Agent composition. A team lead uses Agent Studio to build a "Project Coordinator" by selecting a PA template, attaching scheduler and research agents as delegates, and uploading project documents as knowledge. The PA checks the calendar (immediate), dispatches a research task (deferred), and responds: "You're free Thursday afternoon. I've started researching the standards and will send you a briefing when it's ready."
Customer-facing support. A support agent on a website handles enquiries about aged care services. It looks up a resident's maintenance request (immediate via Cliniko MCP server), creates an escalation to the facilities team (deferred job with human handoff), and responds with context-appropriate information. Account policies restrict what the agent discloses to external users.
Service provider. A consultancy builds on Thinklio via the Platform API to deploy agents for client engagements. The Integration API registers client CRM and project management tools as capabilities available to agents. Full isolation between clients, transparent cost attribution. The consultancy's own admin dashboard orchestrates agent deployment and monitoring across all client accounts.
13. Document Lineage¶
This reference is regenerated from the following canonical source documents (April 2026 consolidation):
Supporting living documents: index.md (doc set homepage), changelog.md (reverse-chronological change history), decision-log.md (ADR-style decision records).
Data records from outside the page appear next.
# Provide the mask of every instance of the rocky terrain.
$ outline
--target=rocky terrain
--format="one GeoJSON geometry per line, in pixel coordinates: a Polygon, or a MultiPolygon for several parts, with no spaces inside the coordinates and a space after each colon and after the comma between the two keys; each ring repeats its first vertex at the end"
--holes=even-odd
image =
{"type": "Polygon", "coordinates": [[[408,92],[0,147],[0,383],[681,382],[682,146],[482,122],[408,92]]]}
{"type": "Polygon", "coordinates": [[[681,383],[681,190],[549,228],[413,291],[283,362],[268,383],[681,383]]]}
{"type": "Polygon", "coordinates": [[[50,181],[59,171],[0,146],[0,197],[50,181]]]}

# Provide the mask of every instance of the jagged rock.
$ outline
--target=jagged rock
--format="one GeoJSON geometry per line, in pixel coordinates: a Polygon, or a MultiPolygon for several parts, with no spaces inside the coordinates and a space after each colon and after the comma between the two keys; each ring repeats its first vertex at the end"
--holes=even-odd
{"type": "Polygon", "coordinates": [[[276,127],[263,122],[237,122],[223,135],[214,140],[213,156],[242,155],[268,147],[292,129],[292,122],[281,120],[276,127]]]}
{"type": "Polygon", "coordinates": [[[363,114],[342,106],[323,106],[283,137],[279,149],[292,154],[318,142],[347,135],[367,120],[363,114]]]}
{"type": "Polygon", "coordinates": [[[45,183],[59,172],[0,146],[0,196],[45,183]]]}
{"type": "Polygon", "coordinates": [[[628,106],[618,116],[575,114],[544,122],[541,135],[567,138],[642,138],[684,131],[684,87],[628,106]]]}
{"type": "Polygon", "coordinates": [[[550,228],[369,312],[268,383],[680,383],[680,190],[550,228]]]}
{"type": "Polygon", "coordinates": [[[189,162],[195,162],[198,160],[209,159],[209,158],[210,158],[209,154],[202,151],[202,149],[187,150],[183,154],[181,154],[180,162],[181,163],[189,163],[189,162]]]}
This document supersedes old doc 17 (Thinklio Reference v03, March 2026).
14. Revision History¶
| Version | Date | Description |
|---|---|---|
| 1.0.0 | April 2026 | Regenerated from the consolidated canonical doc set (docs 01 through 13). Supersedes old doc 17 (Thinklio Reference v03). Updated to reflect the Convex-first architecture, Clerk authentication, concrete pricing tiers, MCP tool integration, messaging-first core abstraction, and three-tier execution model. |
This document is suitable for use as LLM context. Thinklio is in active pre-launch development with no public users yet. All features described here represent the designed architecture; implementation is progressing through the phased roadmap.